By detecting that the wearer wearing the headphone 100 and listening to the sound has uttered, and stopping the sound output from the vibration reproduction unit 130, the wearer does not need to remove the headphone 100 to talk to a person, or does not need to operate the electronic device outputting the reproduction signal to stop the sound output.
By increasing accuracy of utterance detection by the signal processing unit 203 according to the present technology, it is possible to prevent the external processing unit 400 from erroneously stopping the sound output from the vibration reproduction unit 130.
The processing performed by the external processing unit 400 is not limited to processing of stopping sound output from the vibration reproduction unit 130. As other processing, for example, there is processing of switching an operation mode of the headphone 100.
Specifically, the operation mode switching processing is processing of switching an operation mode of the headphone 100 to a so-called external-sound capturing mode in a case where the external-sound capturing mode is included in which the headphone 100 outputs, from the vibration reproduction unit 130, a microphone and sound captured by the microphone, so that the wearer can easily hear the sound.
By detecting the utterance by the wearer and switching the mode of the headphone 100 to the external-sound capturing mode according to the present technology, the wearer can talk to a person comfortably without removing the headphone 100. This is useful, for example, in a case where the wearer talks with a family member or friend, in a case where the wearer places an order orally in a restaurant or the like, in a case where the wearer talks with a cabin attendant (CA) on an airplane, or the like.
Note that the operation mode of the headphone before switching to the external-sound capturing mode may be a normal mode or a noise canceling mode.
Note that the external processing unit 400 may perform both the processing of stopping sound output from the vibration reproduction unit 130 and the processing of switching the operation mode of the headphone 100. By stopping the output of the sound from the vibration reproduction unit 130 and switching the operation mode of the headphone 100 to the external-sound capturing mode, the wearer can talk to a person more comfortably.

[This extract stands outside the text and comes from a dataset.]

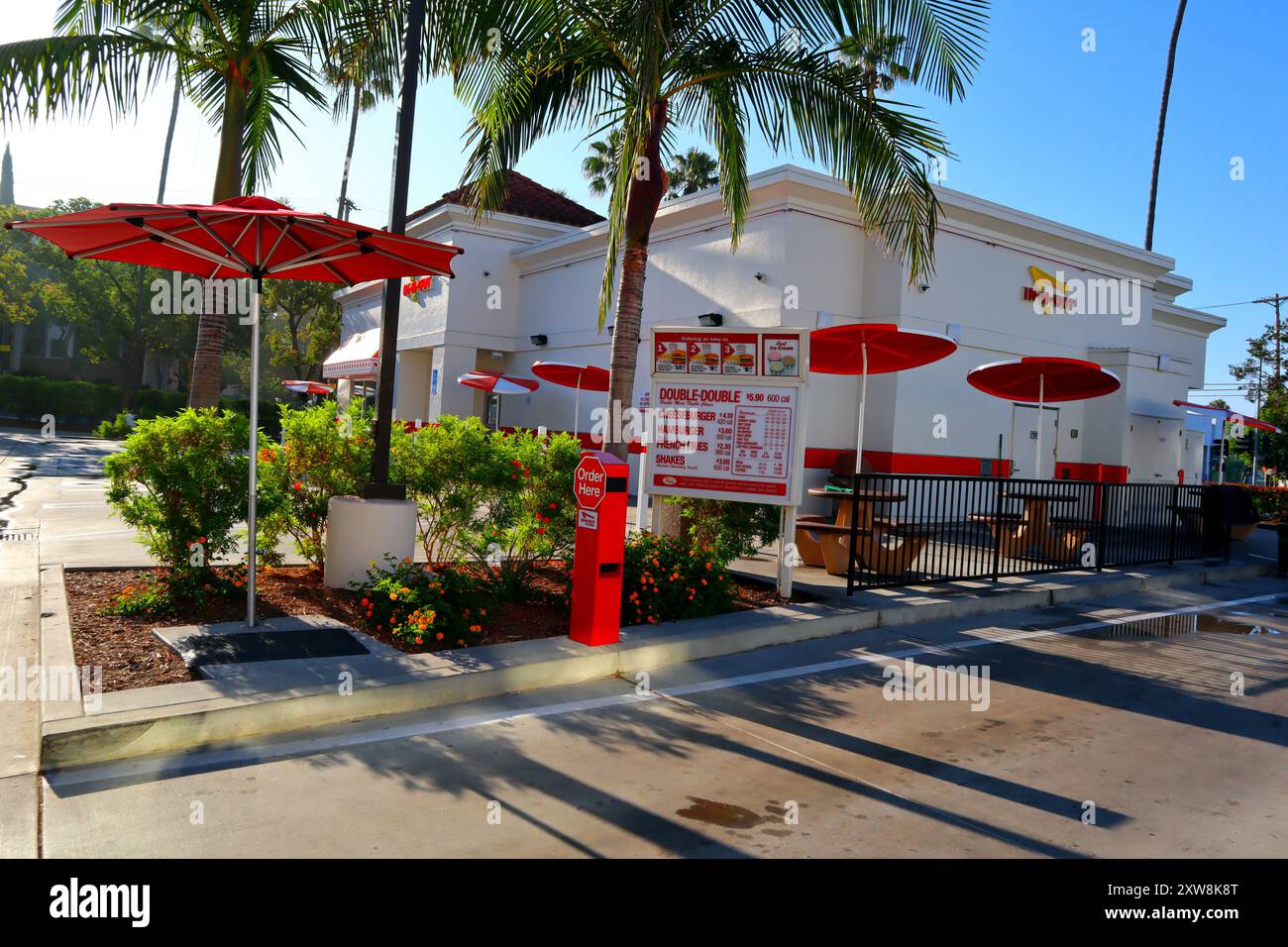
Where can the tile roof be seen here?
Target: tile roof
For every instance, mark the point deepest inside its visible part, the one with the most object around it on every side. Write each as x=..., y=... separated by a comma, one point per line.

Note that different processing units may perform the processing of stopping sound output from the vibration reproduction unit 130 and the processing of switching the operation mode of the headphone 100.
Note that the external processing unit 400 may be implemented by processing by a processor provided on the substrate 120 inside the headphone 100 or may be implemented by processing by an electronic device connected, synchronized, paired, or the like with the headphone 100, and the signal processing apparatus 200 may be provided with the external processing unit 400.

8. Modifications

Although the embodiments of the present technology have been specifically described above, the present technology is not limited to the above-described embodiments, and various modifications based on the technical idea of the present technology are possible.
The vibration reproduction apparatus including the vibration reproduction unit 130 and a vibration sensor 140 may be an earphone or a head-mounted display.
Furthermore, the “signal processing using a vibration sensor signal” performed by the signal processing unit 203 may be, for example, processing of detecting specific vibration due to, for example, an utterance by the wearer, walking, tapping, or pulses of the wearer, or the like.
In the first and second embodiments, in a case where sound pressure of sound reproduced from the vibration reproduction unit 130 is equal to or less than a predetermined threshold value th3, vibration of the housing 110 due to sound reproduced from the vibration reproduction unit 130 may not be sensed by the vibration sensor 140, or, because the vibration is small even if sensed, noise may not be added to the vibration sensor signal on assumption that signal processing is not erroneously executed.
The headphone 100 may include two or more vibration reproduction units 130 and two or more vibration sensors 140. In this case, in the first and second embodiments, noise to be added to a vibration sensor signal output from each of the vibration sensors 140 is determined on the basis of vibration reproduced from each of the vibration reproduction units 130. Furthermore, in the third embodiment, processing is performed by using a characteristic of transmission from each of the vibration reproduction units 130 to each of the vibration sensors 140.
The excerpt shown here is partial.